待ち時間
ある調査レポートによると、待ちたい行列では遊園地の乗り物、飲食店の行列が挙げられ、反対に待ちたくない行列はコンビニのレジ、銀行窓口が挙げられているそうです。行列の先に楽しみがあると待てると感じる人が多いようで、この調査の結果を図書館の窓口にあてはめてみると、どちらかというと待ちたくない部類に入るのかと感じます。
行列が出来ていなくても最近の図書館の利用スタイルをみると自宅からインターネットで予約をして、受け取りに来るだけという人が多いのかもしれません。さらに、通勤時間が長くゆっくり本を選ぶ時間のない人にとっては、借りるだけ借りて帰りたいと思うのは確かでしょう。
ところで、カップラーメンの待ち時間3分も、単に調理時間の問題だけでないと言います。日清食品のホームページには「心理的にも人間がお湯をかけて食べられるまでの待てる時間は 「3分前後」だと言われており、「3分間」は短くもなく、長くもなくちょうどよい時間として定着しているようです。」と書かれています。図書館の窓口はカップラーメンの待ち時間とは違いますが、やはり3分も待てばイライラするのは待つ立場になって考えれば当然のことかもしれません。
予約本を受け取る場合、図書館の窓口では例え短い待ち時間であっても、予約をしてから1カ月以上待っているケースも少なくあれません。本当は予約本を受け取るということは、読みたい本がようやく読めるという楽しみが先にあるのですから、待ちたい行列になるはずですが、窓口に来るとイライラしてしまうケースでは、「散々待たされたのにここでもさらに待たされるのか」という気持ちが楽しみを打ち消してしまうと受け止めるべきです。さらに、状況が見えない状態で待たされるストレスによるものだと捉えるべきです。例えば、車で走っていて突然の渋滞に遇った時その理由がわからないとイライラするように、窓口にいて何故待たされているのかわからないとストレスを感じるのです。このことを踏まえて考えると、私たちは窓口でどのような対応をすべきでしょうか。途中で合の手を入れることは勿論ですが、お客様から見てブラックボックスを作らないこと、待ち時間を感じさせない仕掛けを作ることが有効ではないかと考えます。
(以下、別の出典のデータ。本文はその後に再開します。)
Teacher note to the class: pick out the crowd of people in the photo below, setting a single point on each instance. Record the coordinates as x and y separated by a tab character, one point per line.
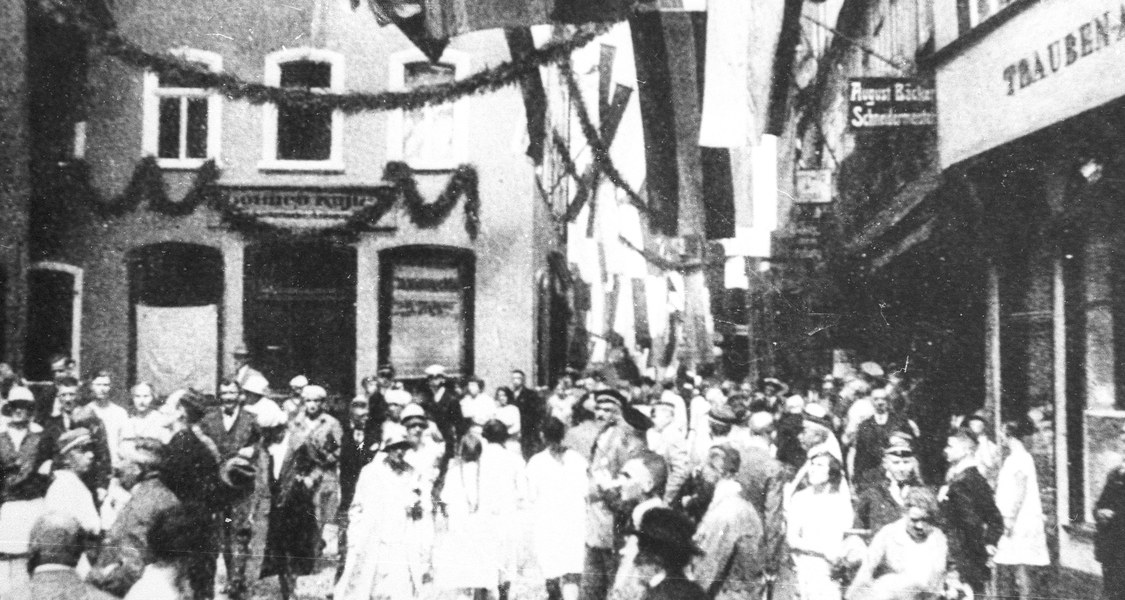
640	490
老舗のうなぎ屋さんは、料理を出すまでの待ち時間を漬物で凌ぐと聞きます。また、あるそば屋さんでは、待ち時間を感じさせないようにテーブルにパズルを置いてあると言いました。気持ちが予約本から別のものに向くだけで、ストレスを感じなくすることができるようです。
そう言えば、苦情を言いに来た人に、話を聞く前に必ずお茶を勧める上司がいました。お茶にはリラックス効果があるから、こうすればお客様も落ち着いて話が出来ると聞きましたが、それはお茶の効能と言うより、その人の人柄ではないかと思いましたが。